The combination is more useful than either approach alone. Field data trains and validates the model; the model extends insights across regions where field data is absent. As satellite sensors improve in spectral and spatial resolution, and as machine learning architectures become more capable of learning complex ecological relationships, the predictive accuracy of this approach is likely to increase.
For fungal ecology specifically, this opens a practical path toward biodiversity monitoring at the planetary scale — a system capable of tracking how underground fungal communities respond to climate change, land-use shifts, and forest management decisions across entire continents.
Hidden ecosystems can become observable through their environmental interactions.

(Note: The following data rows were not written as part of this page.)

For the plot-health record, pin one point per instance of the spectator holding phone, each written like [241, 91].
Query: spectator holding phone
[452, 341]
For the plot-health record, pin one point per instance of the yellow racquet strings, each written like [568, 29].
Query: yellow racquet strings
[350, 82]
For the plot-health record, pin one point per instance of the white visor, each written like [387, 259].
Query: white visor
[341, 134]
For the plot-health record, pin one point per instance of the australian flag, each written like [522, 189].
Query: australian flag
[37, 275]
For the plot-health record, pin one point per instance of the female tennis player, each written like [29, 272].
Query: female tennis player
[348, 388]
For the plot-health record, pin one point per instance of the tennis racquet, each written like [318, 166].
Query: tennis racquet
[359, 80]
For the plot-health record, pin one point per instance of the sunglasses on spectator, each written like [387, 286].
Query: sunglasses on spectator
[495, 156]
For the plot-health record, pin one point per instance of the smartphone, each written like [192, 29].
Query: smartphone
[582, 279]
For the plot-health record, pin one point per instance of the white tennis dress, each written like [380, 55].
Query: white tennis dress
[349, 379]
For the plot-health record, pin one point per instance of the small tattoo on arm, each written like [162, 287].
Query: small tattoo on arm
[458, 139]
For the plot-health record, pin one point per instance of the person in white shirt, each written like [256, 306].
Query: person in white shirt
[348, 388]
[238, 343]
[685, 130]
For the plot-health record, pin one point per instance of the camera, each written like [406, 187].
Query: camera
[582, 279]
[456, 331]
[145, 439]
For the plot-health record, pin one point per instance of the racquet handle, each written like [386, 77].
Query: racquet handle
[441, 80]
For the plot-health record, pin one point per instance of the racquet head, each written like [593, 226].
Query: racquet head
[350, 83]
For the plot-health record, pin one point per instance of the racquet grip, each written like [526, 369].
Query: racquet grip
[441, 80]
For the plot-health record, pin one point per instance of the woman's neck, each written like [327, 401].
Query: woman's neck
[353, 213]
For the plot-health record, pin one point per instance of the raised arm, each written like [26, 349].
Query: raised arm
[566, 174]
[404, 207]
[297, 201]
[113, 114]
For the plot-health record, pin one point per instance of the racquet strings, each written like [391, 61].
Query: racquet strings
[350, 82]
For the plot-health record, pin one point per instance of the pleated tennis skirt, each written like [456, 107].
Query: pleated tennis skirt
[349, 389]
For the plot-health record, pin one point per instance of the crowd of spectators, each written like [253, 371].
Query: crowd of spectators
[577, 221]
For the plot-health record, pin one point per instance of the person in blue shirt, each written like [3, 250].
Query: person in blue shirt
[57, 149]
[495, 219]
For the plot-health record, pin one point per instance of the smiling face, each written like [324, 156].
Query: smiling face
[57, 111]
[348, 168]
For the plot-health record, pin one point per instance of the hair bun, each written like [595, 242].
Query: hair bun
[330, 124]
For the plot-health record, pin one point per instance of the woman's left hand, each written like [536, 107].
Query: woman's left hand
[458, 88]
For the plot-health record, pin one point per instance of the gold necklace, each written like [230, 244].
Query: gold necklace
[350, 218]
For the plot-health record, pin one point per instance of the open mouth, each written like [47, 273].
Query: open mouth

This study demonstrates one mechanism by which that transition is already underway.
FAQ: AI, Satellites, and Fungal Biodiversity Monitoring
Can satellites directly detect underground fungi?
No. Satellites observe surface and vegetation conditions — not soil organisms. The AI model infers fungal biodiversity from statistical relationships between environmental signals visible from space and fungal diversity measured at ground level.
What does the model actually predict?
It predicts patterns of ectomycorrhizal fungal richness — the number of different fungal species likely present — based on correlations between satellite-derived environmental features and field-measured biodiversity data.
Is this accurate enough to replace field sampling?
No. The current model explains more than half of the variation in fungal richness, but a significant proportion remains unexplained. The approach is best understood as a complement to direct sampling, not a substitute for it.
Why focus specifically on ectomycorrhizal fungi?
Ectomycorrhizal fungi are ecologically coupled to vegetation in ways that produce detectable surface signatures. This makes their distribution more predictable from satellite imagery than fungal groups with weaker connections to observable landscape patterns.
Can this method track changes in fungal biodiversity over time?
Yes. Continuous satellite data collection creates a temporal record that allows researchers to compare conditions across time periods and identify potential trends in fungal richness without repeated physical sampling campaigns.